During the Nazi occupation of Poland, he was brought up by Catholics. His parents perished in the Holocaust. Geremek was a communist party member from 1950 until 1968, when he resigned in protest at the wave of government-sponsored anti-Semitism in Poland and the invasion by troops of the Warsaw Pact countries of Czechoslovakia. He was interned for two and a half years under the martial law proclaimed in December 1981, and dismissed from his teaching post. After the fall of communism Geremek was widely seen as a possible Prime Minister, but he believed that the time was not right for Poland to acquire a Jewish-born head of government and opted, despite his popularity, for a low-profile role as president of the parliamentary foreign affairs committee. Geremek served as Poland's foreign minister when in 1997 a Solidarity-based government was returned to power. He held the post until 2000, overseeing Poland's entry into NATO and preparing the country for its eventual integration into the European Union. Since 2004, Geremek was a member of the European Parliament in Strasbourg and Brussels.

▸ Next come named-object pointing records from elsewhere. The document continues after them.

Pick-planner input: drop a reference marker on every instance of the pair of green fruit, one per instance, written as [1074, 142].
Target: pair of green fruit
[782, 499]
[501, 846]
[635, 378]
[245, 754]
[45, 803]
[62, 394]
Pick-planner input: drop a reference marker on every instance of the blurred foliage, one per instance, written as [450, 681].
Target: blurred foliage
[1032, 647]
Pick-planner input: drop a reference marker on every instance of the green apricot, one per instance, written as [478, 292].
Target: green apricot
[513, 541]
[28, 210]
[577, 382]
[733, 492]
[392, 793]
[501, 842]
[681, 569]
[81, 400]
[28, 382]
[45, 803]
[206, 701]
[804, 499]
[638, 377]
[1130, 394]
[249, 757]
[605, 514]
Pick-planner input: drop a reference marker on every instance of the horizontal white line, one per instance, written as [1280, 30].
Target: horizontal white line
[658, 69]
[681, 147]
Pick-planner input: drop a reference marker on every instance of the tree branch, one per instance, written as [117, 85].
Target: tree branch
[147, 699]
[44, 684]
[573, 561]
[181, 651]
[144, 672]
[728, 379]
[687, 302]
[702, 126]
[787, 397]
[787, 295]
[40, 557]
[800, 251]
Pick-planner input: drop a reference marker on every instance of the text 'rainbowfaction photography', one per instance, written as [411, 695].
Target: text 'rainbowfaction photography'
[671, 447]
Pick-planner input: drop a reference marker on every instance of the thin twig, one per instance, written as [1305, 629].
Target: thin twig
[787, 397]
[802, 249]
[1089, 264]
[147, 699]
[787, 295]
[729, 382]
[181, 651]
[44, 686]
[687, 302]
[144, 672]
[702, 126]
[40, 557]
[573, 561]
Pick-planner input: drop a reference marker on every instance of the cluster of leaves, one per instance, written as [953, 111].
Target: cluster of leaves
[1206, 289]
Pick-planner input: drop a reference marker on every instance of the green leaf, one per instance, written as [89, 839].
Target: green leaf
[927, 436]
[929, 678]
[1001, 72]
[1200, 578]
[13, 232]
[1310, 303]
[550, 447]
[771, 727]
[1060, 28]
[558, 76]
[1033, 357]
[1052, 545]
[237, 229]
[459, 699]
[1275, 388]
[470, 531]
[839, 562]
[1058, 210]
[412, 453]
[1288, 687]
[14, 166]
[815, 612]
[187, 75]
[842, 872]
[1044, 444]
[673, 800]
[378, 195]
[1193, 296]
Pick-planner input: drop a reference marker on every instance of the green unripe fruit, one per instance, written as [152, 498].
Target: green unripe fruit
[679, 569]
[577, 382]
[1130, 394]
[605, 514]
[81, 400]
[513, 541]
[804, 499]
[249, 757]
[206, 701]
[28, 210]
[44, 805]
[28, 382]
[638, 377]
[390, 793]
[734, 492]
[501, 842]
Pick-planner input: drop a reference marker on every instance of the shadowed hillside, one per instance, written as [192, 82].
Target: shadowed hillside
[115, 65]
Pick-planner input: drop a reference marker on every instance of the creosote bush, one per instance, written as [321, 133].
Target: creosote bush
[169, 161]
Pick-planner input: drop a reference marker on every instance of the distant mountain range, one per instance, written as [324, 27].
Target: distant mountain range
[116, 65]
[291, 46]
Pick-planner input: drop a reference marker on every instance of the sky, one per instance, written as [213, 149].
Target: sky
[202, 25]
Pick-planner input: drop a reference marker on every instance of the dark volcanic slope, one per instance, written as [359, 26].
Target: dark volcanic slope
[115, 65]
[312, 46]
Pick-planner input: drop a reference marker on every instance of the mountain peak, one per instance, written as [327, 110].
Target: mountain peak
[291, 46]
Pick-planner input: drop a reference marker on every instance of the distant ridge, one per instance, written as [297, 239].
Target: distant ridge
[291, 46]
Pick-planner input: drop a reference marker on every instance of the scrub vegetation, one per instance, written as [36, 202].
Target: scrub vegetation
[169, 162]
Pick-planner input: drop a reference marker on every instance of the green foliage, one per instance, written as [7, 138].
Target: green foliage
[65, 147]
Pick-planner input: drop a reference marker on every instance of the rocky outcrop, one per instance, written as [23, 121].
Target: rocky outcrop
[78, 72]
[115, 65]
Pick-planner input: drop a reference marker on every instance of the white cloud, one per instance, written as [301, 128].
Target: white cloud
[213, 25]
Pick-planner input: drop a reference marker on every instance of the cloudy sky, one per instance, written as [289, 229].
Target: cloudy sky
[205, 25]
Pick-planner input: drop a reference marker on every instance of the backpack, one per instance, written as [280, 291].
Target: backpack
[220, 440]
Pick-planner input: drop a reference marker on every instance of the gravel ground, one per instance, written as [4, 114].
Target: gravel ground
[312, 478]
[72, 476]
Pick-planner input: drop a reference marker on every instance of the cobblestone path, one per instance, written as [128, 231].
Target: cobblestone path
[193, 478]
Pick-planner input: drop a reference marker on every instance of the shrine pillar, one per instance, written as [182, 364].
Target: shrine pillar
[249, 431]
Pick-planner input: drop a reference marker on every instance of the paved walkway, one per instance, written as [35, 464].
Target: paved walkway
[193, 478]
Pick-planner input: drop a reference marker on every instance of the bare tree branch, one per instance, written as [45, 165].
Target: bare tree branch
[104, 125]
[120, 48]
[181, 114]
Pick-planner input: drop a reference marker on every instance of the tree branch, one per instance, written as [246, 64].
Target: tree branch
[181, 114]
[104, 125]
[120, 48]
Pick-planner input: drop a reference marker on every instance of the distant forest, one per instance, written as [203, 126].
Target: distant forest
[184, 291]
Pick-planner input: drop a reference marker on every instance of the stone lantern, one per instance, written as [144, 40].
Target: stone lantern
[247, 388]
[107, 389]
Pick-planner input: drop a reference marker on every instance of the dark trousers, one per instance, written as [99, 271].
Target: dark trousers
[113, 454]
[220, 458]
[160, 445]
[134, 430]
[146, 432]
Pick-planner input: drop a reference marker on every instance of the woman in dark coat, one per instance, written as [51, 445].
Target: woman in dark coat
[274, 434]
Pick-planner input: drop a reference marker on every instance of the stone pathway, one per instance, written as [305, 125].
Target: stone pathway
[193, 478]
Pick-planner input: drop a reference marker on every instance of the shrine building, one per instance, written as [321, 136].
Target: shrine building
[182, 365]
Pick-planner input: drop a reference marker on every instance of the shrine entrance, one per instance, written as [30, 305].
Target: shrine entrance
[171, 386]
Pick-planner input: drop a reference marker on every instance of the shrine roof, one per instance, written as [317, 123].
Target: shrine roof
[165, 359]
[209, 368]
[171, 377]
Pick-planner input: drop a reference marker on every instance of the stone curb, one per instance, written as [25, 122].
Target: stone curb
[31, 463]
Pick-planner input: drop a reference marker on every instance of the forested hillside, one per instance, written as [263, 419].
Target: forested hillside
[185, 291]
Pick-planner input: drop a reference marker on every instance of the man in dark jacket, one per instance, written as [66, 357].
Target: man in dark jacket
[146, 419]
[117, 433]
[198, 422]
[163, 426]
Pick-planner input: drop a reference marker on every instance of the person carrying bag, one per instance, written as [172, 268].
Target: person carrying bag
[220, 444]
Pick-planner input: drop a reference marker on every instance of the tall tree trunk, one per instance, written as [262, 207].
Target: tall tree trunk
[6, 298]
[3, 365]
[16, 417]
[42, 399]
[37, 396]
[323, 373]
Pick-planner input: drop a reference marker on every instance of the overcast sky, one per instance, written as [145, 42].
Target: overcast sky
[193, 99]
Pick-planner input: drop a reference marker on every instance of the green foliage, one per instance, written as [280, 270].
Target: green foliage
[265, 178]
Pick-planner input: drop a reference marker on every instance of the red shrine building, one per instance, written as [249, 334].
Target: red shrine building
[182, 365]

European political leaders praised Geremek's commitment to the continent and both friends and political foes in Poland mourned his loss. "Polish science and politics have lost a great man. Many of us have lost a friend,'' the country's prime minister, Donald Tusk, said. Former Polish president Aleksander Kwasniewski said he was shocked. "This is an enormous loss,'' he said. European Commission president José Manuel Barroso called Geremek a "European of exceptional greatness" and "a Pole of unwavering convictions."